# guided trip



## willfishforfood (Jan 2, 2011)

I went fishing with a guide friend on The Cowlitz River here in Washington. Fishing was good but the catching was slow.
I got a later summer steelhead around 10lbs that was a little colored but cut good. Meat was still pink.


----------



## nathanielrthomas (Jan 3, 2011)

Sweet!!! I couldnt imagine 200hp with a tiller


----------



## fender66 (Jan 4, 2011)

nathanielrthomas said:


> Sweet!!! I couldnt imagine 200hp with a tiller



I was thinking the same thing.
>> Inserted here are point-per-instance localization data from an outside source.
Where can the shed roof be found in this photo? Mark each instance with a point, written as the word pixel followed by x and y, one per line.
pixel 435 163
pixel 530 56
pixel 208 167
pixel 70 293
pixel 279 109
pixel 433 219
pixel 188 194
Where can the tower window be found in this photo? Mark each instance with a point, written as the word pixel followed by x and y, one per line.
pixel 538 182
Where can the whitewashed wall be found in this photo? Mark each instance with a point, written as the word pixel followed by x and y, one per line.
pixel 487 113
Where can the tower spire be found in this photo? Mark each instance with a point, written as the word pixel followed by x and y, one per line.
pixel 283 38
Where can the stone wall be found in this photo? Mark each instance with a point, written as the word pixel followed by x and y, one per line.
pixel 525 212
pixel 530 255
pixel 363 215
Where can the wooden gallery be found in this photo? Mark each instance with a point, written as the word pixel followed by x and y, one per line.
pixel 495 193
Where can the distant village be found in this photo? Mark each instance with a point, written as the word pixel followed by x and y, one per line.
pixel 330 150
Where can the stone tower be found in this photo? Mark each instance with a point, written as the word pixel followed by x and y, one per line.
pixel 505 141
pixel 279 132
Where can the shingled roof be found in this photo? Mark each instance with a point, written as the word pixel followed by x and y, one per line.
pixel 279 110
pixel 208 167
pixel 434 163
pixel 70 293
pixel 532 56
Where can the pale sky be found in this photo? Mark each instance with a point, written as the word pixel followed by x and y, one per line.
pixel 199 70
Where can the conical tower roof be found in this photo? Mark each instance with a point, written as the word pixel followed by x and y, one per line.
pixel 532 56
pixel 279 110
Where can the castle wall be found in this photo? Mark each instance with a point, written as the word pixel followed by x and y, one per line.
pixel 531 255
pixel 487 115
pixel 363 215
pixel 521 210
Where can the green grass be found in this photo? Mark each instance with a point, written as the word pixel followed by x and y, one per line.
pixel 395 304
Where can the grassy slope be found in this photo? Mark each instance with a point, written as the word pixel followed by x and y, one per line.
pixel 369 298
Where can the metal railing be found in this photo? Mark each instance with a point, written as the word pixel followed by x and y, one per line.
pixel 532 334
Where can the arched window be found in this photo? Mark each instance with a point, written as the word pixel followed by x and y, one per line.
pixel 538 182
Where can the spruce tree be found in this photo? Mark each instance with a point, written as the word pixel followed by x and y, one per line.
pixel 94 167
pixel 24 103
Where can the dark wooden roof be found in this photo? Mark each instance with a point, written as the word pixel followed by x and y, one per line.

That has to wear you out fast!


----------



## Codeman (Jan 4, 2011)

Actually looks kind of small to be a 200 to me. Little bit of decal fun?


----------



## willfishforfood (Jan 6, 2011)

It's a 200 and have a friend that has a 300 tiller. they handle fine and they are all over the western rivers. The guide boats are big and heavy and take a lot jet to get them
on plane with 4 to 6 fisherman.


----------



## BaitCaster (Jan 7, 2011)

I like that drift boat in the background of tha last pic. Buddy of mine is currently restoring an old wooden drift boat. Can't wait to get out in it.


----------



## Codeman (Jan 7, 2011)

willfishforfood said:


> It's a 200 and have a friend that has a 300 tiller. they handle fine and they are all over the western rivers. The guide boats are big and heavy and take a lot jet to get them
> on plane with 4 to 6 fisherman.



I'd love to have something in the 90-100 range for my boat, and the way it is set up I'd have to use a tiller. Be cool with me.


----------